# Ingest Documents from URL
This document explains step-by-step how to ingest documents from an archive at a URL to make them searchable using this AWS semantic search solution.

If you are on MacOS make sure that when compressing your documents into the archive that it does not add AppleDouble blobs `*_` files, see also [this StackExchange answer for the question Create tar archive of a directory, except for hidden files?](https://unix.stackexchange.com/a/9865)

## Deploy Semantic Search Ingestion for Documents from URL
The next steps guide you through ingesting documents from a URL into the Amazon OpenSearch index. The URL needs to point to an archive (zip, gz or tar.gz) and has to be accessible from the `NLPSearchPrivateSubnet` subnet.
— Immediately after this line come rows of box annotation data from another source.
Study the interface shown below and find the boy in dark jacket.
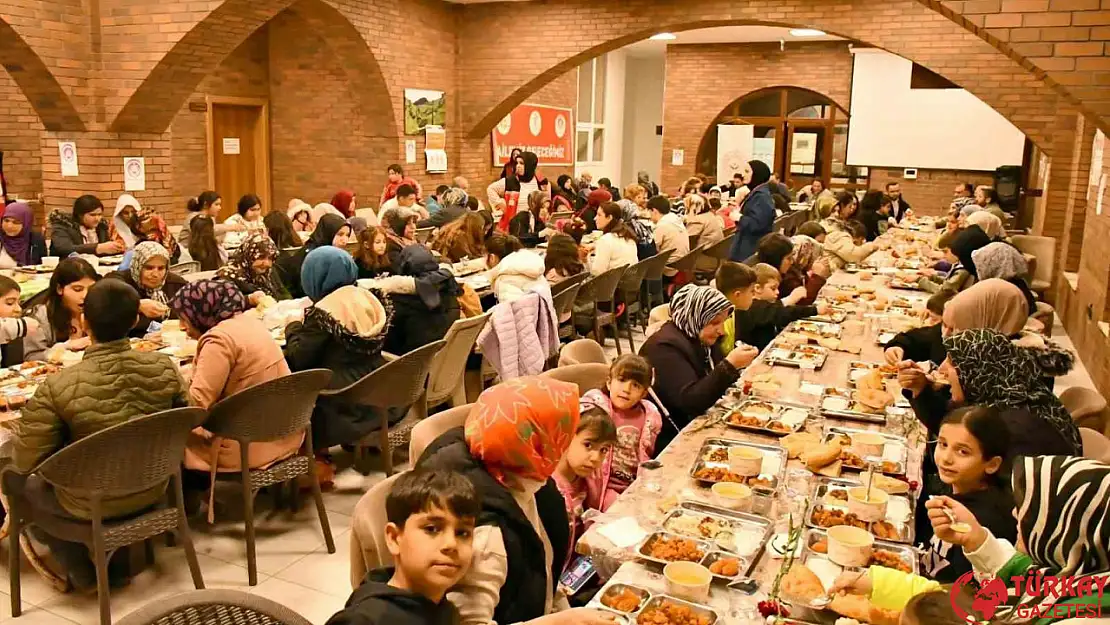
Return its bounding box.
[736,263,829,350]
[327,470,481,625]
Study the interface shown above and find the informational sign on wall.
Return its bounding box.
[123,157,147,191]
[58,141,80,178]
[491,104,574,165]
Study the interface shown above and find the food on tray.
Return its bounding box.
[602,588,640,613]
[648,536,705,562]
[709,557,740,577]
[779,564,825,603]
[636,601,710,625]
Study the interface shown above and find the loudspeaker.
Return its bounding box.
[995,165,1021,213]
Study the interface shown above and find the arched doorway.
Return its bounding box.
[696,87,867,190]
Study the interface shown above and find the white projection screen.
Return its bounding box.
[848,48,1026,171]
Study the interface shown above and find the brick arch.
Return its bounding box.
[0,18,85,131]
[462,0,1061,153]
[111,0,396,134]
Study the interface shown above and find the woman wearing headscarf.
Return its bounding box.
[971,242,1037,314]
[283,245,400,479]
[486,152,551,232]
[108,241,186,336]
[171,280,304,522]
[927,455,1110,625]
[416,376,608,625]
[0,202,47,269]
[639,284,759,453]
[332,189,355,219]
[216,232,289,306]
[275,213,351,300]
[778,234,831,306]
[728,161,775,263]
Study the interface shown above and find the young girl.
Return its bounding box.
[552,406,617,568]
[354,225,391,279]
[579,354,663,512]
[921,405,1017,584]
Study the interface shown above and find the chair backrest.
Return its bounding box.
[115,588,311,625]
[1010,234,1056,282]
[642,250,675,282]
[427,313,492,401]
[1060,386,1107,421]
[34,407,204,500]
[170,261,201,275]
[541,363,609,397]
[351,473,403,588]
[204,369,332,443]
[558,339,609,366]
[408,404,474,466]
[1079,427,1110,462]
[324,341,446,409]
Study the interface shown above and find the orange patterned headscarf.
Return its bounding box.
[466,376,578,486]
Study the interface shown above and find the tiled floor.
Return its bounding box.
[0,321,1092,625]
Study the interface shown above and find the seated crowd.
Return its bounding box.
[0,151,1110,625]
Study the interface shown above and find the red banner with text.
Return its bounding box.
[492,104,574,165]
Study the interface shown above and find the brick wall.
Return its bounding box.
[868,168,993,215]
[659,42,851,189]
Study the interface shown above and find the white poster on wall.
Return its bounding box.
[58,141,80,178]
[123,157,147,191]
[717,123,754,184]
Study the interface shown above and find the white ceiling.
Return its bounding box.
[625,26,842,57]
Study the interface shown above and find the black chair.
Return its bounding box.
[3,407,205,625]
[204,369,335,586]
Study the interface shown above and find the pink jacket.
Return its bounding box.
[578,389,663,512]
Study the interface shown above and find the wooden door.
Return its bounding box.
[209,102,261,221]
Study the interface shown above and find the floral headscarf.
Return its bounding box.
[945,329,1083,455]
[131,241,170,305]
[466,376,578,486]
[170,280,246,333]
[216,232,278,296]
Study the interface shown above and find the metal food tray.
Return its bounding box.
[636,530,718,566]
[663,502,773,582]
[689,438,787,492]
[725,397,809,436]
[801,527,919,575]
[637,595,720,625]
[824,425,909,475]
[818,386,887,423]
[764,343,829,370]
[806,477,914,545]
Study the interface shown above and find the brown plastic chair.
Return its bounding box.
[320,340,446,476]
[415,313,491,419]
[575,266,628,354]
[204,369,335,586]
[117,588,311,625]
[4,407,204,625]
[539,363,609,397]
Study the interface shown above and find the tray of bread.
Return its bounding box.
[663,502,771,581]
[764,341,829,369]
[689,438,787,491]
[820,386,895,423]
[806,474,914,544]
[823,425,909,475]
[725,397,809,436]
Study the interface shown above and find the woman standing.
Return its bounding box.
[108,241,186,336]
[416,376,611,625]
[639,284,759,454]
[728,161,775,263]
[0,202,47,269]
[216,233,290,306]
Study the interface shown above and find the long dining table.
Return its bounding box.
[576,224,945,623]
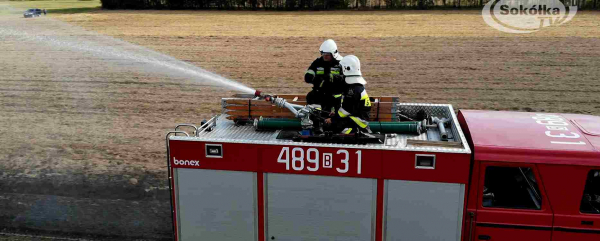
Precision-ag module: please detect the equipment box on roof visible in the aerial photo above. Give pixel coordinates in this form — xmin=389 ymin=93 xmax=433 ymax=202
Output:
xmin=167 ymin=100 xmax=471 ymax=241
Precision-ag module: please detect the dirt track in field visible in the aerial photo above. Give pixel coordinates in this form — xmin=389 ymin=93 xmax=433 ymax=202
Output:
xmin=0 ymin=5 xmax=600 ymax=237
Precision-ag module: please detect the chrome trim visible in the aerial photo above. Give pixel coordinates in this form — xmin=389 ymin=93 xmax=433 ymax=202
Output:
xmin=165 ymin=131 xmax=190 ymax=238
xmin=252 ymin=172 xmax=258 ymax=241
xmin=260 ymin=173 xmax=269 ymax=241
xmin=371 ymin=179 xmax=377 ymax=241
xmin=381 ymin=179 xmax=389 ymax=241
xmin=468 ymin=212 xmax=475 ymax=241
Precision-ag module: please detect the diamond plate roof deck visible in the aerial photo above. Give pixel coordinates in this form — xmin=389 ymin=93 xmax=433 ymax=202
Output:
xmin=169 ymin=103 xmax=471 ymax=153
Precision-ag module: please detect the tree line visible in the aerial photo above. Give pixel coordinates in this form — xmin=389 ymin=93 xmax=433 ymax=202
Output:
xmin=100 ymin=0 xmax=600 ymax=10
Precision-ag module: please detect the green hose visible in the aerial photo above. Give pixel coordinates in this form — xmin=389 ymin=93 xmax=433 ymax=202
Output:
xmin=255 ymin=118 xmax=421 ymax=135
xmin=254 ymin=118 xmax=302 ymax=131
xmin=369 ymin=121 xmax=421 ymax=135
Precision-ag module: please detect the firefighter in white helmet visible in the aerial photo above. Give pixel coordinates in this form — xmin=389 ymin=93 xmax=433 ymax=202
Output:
xmin=304 ymin=39 xmax=342 ymax=111
xmin=325 ymin=55 xmax=371 ymax=134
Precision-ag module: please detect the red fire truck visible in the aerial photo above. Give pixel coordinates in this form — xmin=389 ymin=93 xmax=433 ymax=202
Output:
xmin=167 ymin=94 xmax=600 ymax=241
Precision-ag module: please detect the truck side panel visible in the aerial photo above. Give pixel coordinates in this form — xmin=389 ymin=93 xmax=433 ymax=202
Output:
xmin=385 ymin=180 xmax=465 ymax=241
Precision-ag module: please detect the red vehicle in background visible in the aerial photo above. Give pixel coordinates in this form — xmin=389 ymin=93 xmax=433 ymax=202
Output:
xmin=167 ymin=94 xmax=600 ymax=241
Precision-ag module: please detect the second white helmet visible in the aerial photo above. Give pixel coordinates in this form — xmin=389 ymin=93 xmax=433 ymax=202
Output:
xmin=319 ymin=39 xmax=343 ymax=61
xmin=340 ymin=55 xmax=367 ymax=85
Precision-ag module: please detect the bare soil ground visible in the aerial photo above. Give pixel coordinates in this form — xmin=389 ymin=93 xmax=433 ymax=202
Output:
xmin=0 ymin=3 xmax=600 ymax=239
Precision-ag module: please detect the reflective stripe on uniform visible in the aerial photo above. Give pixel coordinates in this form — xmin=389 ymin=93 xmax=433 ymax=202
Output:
xmin=342 ymin=128 xmax=352 ymax=134
xmin=317 ymin=67 xmax=325 ymax=74
xmin=338 ymin=107 xmax=350 ymax=118
xmin=360 ymin=90 xmax=371 ymax=106
xmin=350 ymin=116 xmax=369 ymax=128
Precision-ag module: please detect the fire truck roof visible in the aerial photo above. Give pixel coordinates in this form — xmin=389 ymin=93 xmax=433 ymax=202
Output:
xmin=459 ymin=110 xmax=600 ymax=166
xmin=170 ymin=103 xmax=471 ymax=153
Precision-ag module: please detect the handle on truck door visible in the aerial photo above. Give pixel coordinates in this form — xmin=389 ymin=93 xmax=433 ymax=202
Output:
xmin=477 ymin=235 xmax=492 ymax=240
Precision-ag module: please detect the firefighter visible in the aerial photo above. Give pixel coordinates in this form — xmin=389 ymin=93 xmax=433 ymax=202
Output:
xmin=304 ymin=39 xmax=343 ymax=134
xmin=304 ymin=39 xmax=343 ymax=112
xmin=325 ymin=55 xmax=371 ymax=134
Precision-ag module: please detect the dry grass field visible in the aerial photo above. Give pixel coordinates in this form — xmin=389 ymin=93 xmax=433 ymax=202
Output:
xmin=0 ymin=2 xmax=600 ymax=237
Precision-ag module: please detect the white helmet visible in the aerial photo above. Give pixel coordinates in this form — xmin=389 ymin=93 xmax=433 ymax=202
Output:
xmin=340 ymin=55 xmax=367 ymax=85
xmin=319 ymin=39 xmax=343 ymax=61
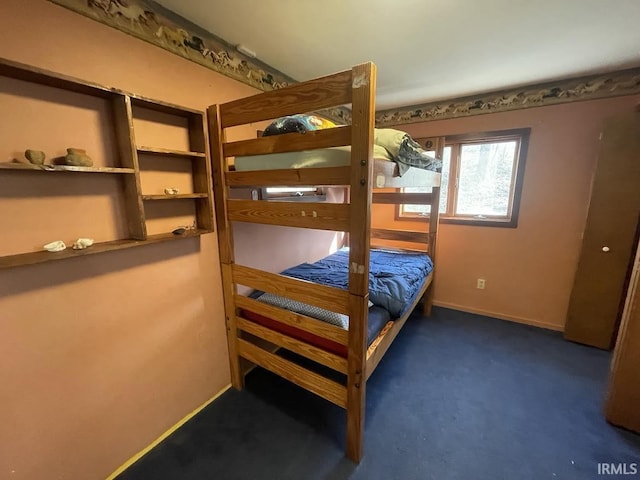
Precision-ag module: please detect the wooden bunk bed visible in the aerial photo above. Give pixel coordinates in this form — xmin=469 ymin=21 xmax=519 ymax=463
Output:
xmin=208 ymin=63 xmax=440 ymax=462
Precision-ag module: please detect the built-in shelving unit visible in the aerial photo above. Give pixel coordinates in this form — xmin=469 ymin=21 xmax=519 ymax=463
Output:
xmin=0 ymin=59 xmax=214 ymax=268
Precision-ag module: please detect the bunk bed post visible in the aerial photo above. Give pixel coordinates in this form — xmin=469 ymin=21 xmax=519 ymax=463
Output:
xmin=207 ymin=105 xmax=244 ymax=390
xmin=347 ymin=62 xmax=376 ymax=463
xmin=422 ymin=187 xmax=440 ymax=317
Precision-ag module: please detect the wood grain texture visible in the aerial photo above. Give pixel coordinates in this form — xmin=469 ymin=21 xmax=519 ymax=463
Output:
xmin=225 ymin=167 xmax=351 ymax=187
xmin=564 ymin=112 xmax=640 ymax=350
xmin=236 ymin=316 xmax=347 ymax=374
xmin=238 ymin=339 xmax=347 ymax=408
xmin=142 ymin=193 xmax=208 ymax=200
xmin=235 ymin=295 xmax=349 ymax=345
xmin=207 ymin=105 xmax=244 ymax=390
xmin=232 ymin=265 xmax=350 ymax=315
xmin=605 ymin=244 xmax=640 ymax=433
xmin=223 ymin=126 xmax=351 ymax=157
xmin=220 ymin=71 xmax=351 ymax=128
xmin=348 ymin=63 xmax=376 ymax=298
xmin=188 ymin=113 xmax=215 ymax=231
xmin=220 ymin=263 xmax=244 ymax=390
xmin=0 ymin=58 xmax=117 ymax=98
xmin=227 ymin=200 xmax=350 ymax=232
xmin=373 ymin=192 xmax=433 ymax=205
xmin=111 ymin=95 xmax=147 ymax=240
xmin=0 ymin=163 xmax=135 ymax=173
xmin=207 ymin=105 xmax=234 ymax=266
xmin=138 ymin=147 xmax=206 ymax=158
xmin=422 ymin=187 xmax=441 ymax=317
xmin=0 ymin=230 xmax=208 ymax=269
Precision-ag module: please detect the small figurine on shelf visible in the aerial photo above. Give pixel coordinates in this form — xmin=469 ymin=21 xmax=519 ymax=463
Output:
xmin=64 ymin=148 xmax=93 ymax=167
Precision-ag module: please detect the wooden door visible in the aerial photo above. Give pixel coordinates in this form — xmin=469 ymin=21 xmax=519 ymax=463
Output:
xmin=564 ymin=112 xmax=640 ymax=349
xmin=605 ymin=240 xmax=640 ymax=432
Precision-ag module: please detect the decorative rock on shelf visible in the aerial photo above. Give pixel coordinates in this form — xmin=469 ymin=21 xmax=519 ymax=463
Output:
xmin=43 ymin=240 xmax=67 ymax=252
xmin=24 ymin=149 xmax=46 ymax=165
xmin=64 ymin=148 xmax=93 ymax=167
xmin=72 ymin=238 xmax=93 ymax=250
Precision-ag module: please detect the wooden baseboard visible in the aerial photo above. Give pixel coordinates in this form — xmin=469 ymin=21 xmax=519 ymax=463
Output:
xmin=106 ymin=384 xmax=231 ymax=480
xmin=433 ymin=300 xmax=564 ymax=332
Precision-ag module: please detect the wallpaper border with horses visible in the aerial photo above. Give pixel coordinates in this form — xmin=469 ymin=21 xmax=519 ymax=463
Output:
xmin=49 ymin=0 xmax=640 ymax=126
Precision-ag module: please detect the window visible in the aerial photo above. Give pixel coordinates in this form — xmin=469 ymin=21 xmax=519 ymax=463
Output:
xmin=398 ymin=129 xmax=530 ymax=227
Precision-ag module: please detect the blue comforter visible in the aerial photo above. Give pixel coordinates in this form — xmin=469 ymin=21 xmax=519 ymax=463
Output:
xmin=282 ymin=248 xmax=433 ymax=318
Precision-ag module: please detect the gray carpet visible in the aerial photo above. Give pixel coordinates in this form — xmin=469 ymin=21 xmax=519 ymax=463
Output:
xmin=118 ymin=308 xmax=640 ymax=480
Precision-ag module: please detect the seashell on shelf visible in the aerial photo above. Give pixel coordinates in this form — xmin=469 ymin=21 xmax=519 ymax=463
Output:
xmin=24 ymin=148 xmax=46 ymax=165
xmin=72 ymin=238 xmax=93 ymax=250
xmin=43 ymin=240 xmax=67 ymax=252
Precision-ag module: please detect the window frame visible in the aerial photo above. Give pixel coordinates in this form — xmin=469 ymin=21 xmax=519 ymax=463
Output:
xmin=395 ymin=128 xmax=531 ymax=228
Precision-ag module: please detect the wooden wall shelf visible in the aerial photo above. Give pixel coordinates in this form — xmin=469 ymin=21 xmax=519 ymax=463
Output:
xmin=142 ymin=193 xmax=208 ymax=200
xmin=0 ymin=58 xmax=214 ymax=269
xmin=0 ymin=230 xmax=208 ymax=269
xmin=0 ymin=163 xmax=136 ymax=173
xmin=138 ymin=147 xmax=206 ymax=158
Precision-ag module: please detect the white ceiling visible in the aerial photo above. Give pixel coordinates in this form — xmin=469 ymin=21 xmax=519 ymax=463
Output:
xmin=158 ymin=0 xmax=640 ymax=109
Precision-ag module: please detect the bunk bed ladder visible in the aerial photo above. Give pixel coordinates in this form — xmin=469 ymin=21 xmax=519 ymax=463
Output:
xmin=207 ymin=105 xmax=244 ymax=390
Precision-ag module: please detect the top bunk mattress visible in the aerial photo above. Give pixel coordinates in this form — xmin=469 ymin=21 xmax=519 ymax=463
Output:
xmin=234 ymin=145 xmax=392 ymax=171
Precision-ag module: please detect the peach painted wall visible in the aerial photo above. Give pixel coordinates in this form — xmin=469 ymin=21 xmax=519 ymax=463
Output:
xmin=378 ymin=96 xmax=640 ymax=330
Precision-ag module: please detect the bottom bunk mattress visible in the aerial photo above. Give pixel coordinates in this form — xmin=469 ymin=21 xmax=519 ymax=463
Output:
xmin=243 ymin=248 xmax=433 ymax=357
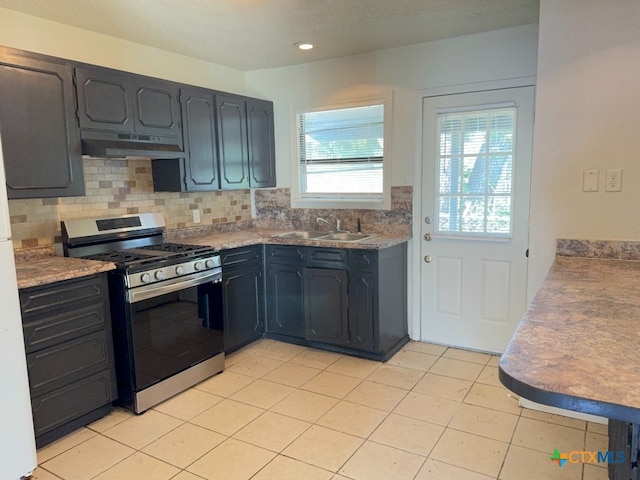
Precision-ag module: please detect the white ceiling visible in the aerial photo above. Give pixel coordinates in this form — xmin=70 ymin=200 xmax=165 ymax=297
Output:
xmin=0 ymin=0 xmax=539 ymax=70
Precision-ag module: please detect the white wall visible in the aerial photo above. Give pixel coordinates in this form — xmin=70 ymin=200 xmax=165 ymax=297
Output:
xmin=246 ymin=25 xmax=538 ymax=187
xmin=0 ymin=8 xmax=245 ymax=94
xmin=529 ymin=0 xmax=640 ymax=298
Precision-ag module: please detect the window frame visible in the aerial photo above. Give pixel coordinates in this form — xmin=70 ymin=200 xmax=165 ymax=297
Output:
xmin=291 ymin=90 xmax=393 ymax=210
xmin=434 ymin=102 xmax=519 ymax=242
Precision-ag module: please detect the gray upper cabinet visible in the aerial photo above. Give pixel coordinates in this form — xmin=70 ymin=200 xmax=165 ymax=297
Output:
xmin=246 ymin=98 xmax=276 ymax=188
xmin=152 ymin=92 xmax=276 ymax=192
xmin=216 ymin=95 xmax=250 ymax=190
xmin=180 ymin=88 xmax=220 ymax=191
xmin=0 ymin=47 xmax=85 ymax=198
xmin=76 ymin=67 xmax=182 ymax=138
xmin=0 ymin=43 xmax=276 ymax=198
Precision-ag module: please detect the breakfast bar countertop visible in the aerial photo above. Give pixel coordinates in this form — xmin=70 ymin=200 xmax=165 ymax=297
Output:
xmin=499 ymin=256 xmax=640 ymax=424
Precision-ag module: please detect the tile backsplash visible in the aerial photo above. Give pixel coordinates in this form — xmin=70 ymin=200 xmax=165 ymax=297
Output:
xmin=9 ymin=158 xmax=251 ymax=249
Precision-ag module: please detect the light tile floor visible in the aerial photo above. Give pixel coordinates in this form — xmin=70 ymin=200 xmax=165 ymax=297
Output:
xmin=34 ymin=339 xmax=607 ymax=480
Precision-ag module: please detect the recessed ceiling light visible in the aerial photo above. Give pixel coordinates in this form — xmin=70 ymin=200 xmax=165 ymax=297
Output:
xmin=295 ymin=42 xmax=315 ymax=50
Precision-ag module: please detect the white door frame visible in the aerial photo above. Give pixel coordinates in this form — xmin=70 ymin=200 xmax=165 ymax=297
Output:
xmin=407 ymin=77 xmax=536 ymax=341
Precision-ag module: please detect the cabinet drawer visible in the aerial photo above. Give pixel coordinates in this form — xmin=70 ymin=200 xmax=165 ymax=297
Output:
xmin=20 ymin=276 xmax=108 ymax=322
xmin=31 ymin=370 xmax=117 ymax=437
xmin=23 ymin=302 xmax=105 ymax=353
xmin=349 ymin=249 xmax=378 ymax=272
xmin=220 ymin=245 xmax=262 ymax=269
xmin=307 ymin=247 xmax=347 ymax=269
xmin=27 ymin=331 xmax=111 ymax=397
xmin=265 ymin=245 xmax=304 ymax=265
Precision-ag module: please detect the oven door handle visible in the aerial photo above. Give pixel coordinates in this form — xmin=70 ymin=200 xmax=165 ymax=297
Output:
xmin=127 ymin=269 xmax=222 ymax=303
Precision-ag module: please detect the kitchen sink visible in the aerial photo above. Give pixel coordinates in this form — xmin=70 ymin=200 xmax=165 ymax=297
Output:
xmin=275 ymin=230 xmax=377 ymax=242
xmin=276 ymin=230 xmax=327 ymax=240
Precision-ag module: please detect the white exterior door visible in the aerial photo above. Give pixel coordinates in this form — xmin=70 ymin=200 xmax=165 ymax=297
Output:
xmin=419 ymin=87 xmax=534 ymax=352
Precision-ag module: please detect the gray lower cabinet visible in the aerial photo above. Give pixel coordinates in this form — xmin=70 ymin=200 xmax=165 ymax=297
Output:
xmin=0 ymin=47 xmax=85 ymax=198
xmin=20 ymin=274 xmax=118 ymax=448
xmin=220 ymin=245 xmax=264 ymax=353
xmin=265 ymin=245 xmax=305 ymax=340
xmin=601 ymin=419 xmax=640 ymax=480
xmin=265 ymin=243 xmax=409 ymax=360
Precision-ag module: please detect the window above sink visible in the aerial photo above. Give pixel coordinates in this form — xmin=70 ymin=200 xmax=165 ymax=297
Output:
xmin=291 ymin=90 xmax=393 ymax=210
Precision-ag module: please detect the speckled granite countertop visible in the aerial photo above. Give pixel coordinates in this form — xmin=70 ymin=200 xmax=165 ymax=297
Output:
xmin=167 ymin=228 xmax=411 ymax=250
xmin=499 ymin=256 xmax=640 ymax=423
xmin=15 ymin=247 xmax=116 ymax=288
xmin=15 ymin=228 xmax=411 ymax=288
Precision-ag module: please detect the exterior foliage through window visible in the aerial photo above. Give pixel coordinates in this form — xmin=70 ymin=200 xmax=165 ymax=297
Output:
xmin=436 ymin=107 xmax=516 ymax=237
xmin=298 ymin=104 xmax=384 ymax=197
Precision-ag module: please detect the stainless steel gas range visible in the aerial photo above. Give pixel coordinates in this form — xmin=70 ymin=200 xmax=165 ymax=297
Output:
xmin=62 ymin=213 xmax=224 ymax=413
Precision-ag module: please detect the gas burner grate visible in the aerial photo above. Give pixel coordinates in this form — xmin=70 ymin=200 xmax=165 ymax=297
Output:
xmin=138 ymin=243 xmax=210 ymax=253
xmin=83 ymin=250 xmax=154 ymax=264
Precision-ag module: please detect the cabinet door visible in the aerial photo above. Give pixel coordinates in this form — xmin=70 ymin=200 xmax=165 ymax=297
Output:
xmin=76 ymin=68 xmax=135 ymax=132
xmin=216 ymin=95 xmax=249 ymax=190
xmin=180 ymin=89 xmax=220 ymax=190
xmin=222 ymin=268 xmax=264 ymax=353
xmin=131 ymin=75 xmax=182 ymax=137
xmin=220 ymin=245 xmax=264 ymax=353
xmin=0 ymin=48 xmax=84 ymax=198
xmin=267 ymin=263 xmax=304 ymax=338
xmin=349 ymin=271 xmax=378 ymax=351
xmin=247 ymin=98 xmax=276 ymax=188
xmin=304 ymin=268 xmax=349 ymax=346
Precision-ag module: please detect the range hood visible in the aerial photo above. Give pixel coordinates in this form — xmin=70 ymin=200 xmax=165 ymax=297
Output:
xmin=80 ymin=130 xmax=185 ymax=158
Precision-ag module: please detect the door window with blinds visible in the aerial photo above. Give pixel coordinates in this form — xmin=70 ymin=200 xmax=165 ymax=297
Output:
xmin=296 ymin=94 xmax=390 ymax=208
xmin=436 ymin=106 xmax=516 ymax=238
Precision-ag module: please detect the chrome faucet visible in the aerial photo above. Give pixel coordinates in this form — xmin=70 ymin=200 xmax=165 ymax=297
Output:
xmin=316 ymin=217 xmax=333 ymax=227
xmin=316 ymin=215 xmax=342 ymax=232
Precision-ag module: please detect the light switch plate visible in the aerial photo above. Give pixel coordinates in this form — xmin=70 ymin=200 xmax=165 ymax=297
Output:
xmin=604 ymin=168 xmax=622 ymax=192
xmin=582 ymin=170 xmax=599 ymax=192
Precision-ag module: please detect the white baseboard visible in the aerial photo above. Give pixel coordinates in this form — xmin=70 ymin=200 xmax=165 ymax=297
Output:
xmin=519 ymin=397 xmax=609 ymax=425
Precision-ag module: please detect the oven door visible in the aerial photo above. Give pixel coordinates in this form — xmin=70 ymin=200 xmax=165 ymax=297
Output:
xmin=127 ymin=272 xmax=224 ymax=391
The subnet can reach the internet through a NAT gateway.
1. In your terminal navigate to `cd ~/semantic-search-aws-docs/ingestion`
2. Initialize Terraform `terraform init`
2. Set `DOCS_SRC` variable to the URL from which you want to ingest the documents from, for example  if your documents are in Amazon S3 then you could create a [presigned URL](https://docs.aws.amazon.com/AmazonS3/latest/userguide/using-presigned-url.html) for the archive in Amazon S3 and assign `DOCS_SRC=https://<BUCKET_NAME>.s3.<REGION>.amazonaws.com/data.zip?response-content-disposition=inline&X-Amz-Security-Token=[...]`.
3. Deploy the ingestion resources `terraform apply -var-file="urldocs.tfvars" -var="infra_region=$REGION" -var="infra_tf_state_s3_bucket=$S3_BUCKET" -var="docs_src=$DOCS_SRC"`
    1. Enter `yes` when Terraform prompts you _"to perform these actions"_. 
4. After the successful deployment of the ingestion resources you need to wait until the ingestion task completes. Follow the [Wait for Ingestion to Complete instructions to check for completion from you terminal](ingest-wait-for-completion.md).

## Clean up Ingestion Resources
After ingesting your documents you can remove the ingestion resources. Follow the [Clean up Ingestion Resources instructions](./clean-up-ingestion-resources.md) to clean up the ingestion resources.